When the large scale production of vaccines and anti-toxin serum began in the late 19th century, the United States had no government regulation of biological products. During a 1901 outbreak of diphtheria in St. Louis, Missouri, a 5-year-old girl died after being given contaminated diphtheria antitoxin that was produced from blood of an infected horse. After the contaminated serum ultimately killed thirteen children, the St. Louis Board of Health's record-keeping failures prompted a national outcry. Combined with nine children in Camden, New Jersey, dying from contaminated smallpox vaccines that same year, Congress was prompted by the Hygienic Laboratory and the Medical Society of the District of Columbia to pass the Biologics Control Act on July 1, 1902.

== Contents of the Act ==
The Biologics Control Act established a board to oversee the implementation of regulations of biological products. The board consisted of the Surgeon-General of the Army, the Surgeon-General of the Navy, and the Surgeon-General of the Marine Hospital Service, and was to be overseen by the Secretary of the Treasury. This board was given the power to issue, suspend, and revoke licenses to produce and sell biological products. The Biologics Control Act also mandated that all products be labeled accurately with the name of the product and the address and license number of the manufacturer. Laboratories could be subjected to unannounced inspections by the Treasury Department.
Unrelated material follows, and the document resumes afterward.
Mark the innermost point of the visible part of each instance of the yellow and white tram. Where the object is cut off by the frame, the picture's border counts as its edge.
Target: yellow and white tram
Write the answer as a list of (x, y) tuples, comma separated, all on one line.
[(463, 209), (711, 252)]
The punishment for the violation of this law was a fine of up to $500 or up to a year in prison.

== Institutions ==
The Laboratory of Hygiene of the Marine Hospital Service, established on Staten Island, NY, in 1887, was in charge of testing biologics before the Biologics Control Act. It was moved to Washington, D.C., in 1891, and renamed the Hygienic Laboratory of the Public Health and Marine Hospital Service in 1902. The Hygienic Laboratory was responsible for renewing licenses annually, testing products, and performing inspections. In 1930, the Ransdell Act transformed the Hygienic Laboratory into the National Institute of Health and gave it a larger role in public health research. In 1948, the name was changed again to the National Institutes of Health, as it encompassed many institutes and centers dedicated to biomedical research. In 1972, biologics regulation was moved to the Food and Drug Administration and later became known as the Center for Biologics Evaluation and Research (CBER).

== Impact ==
The Biologics Control Act set a precedent for the federal regulation of biologics such as vaccines and blood components. With the development of biotechnology, the FDA's Center for Biologics Evaluation and Research (CBER) has taken a larger role in reviewing and approving new biological products intended for medical purposes, including probiotics, xenotransplantation and gene therapy.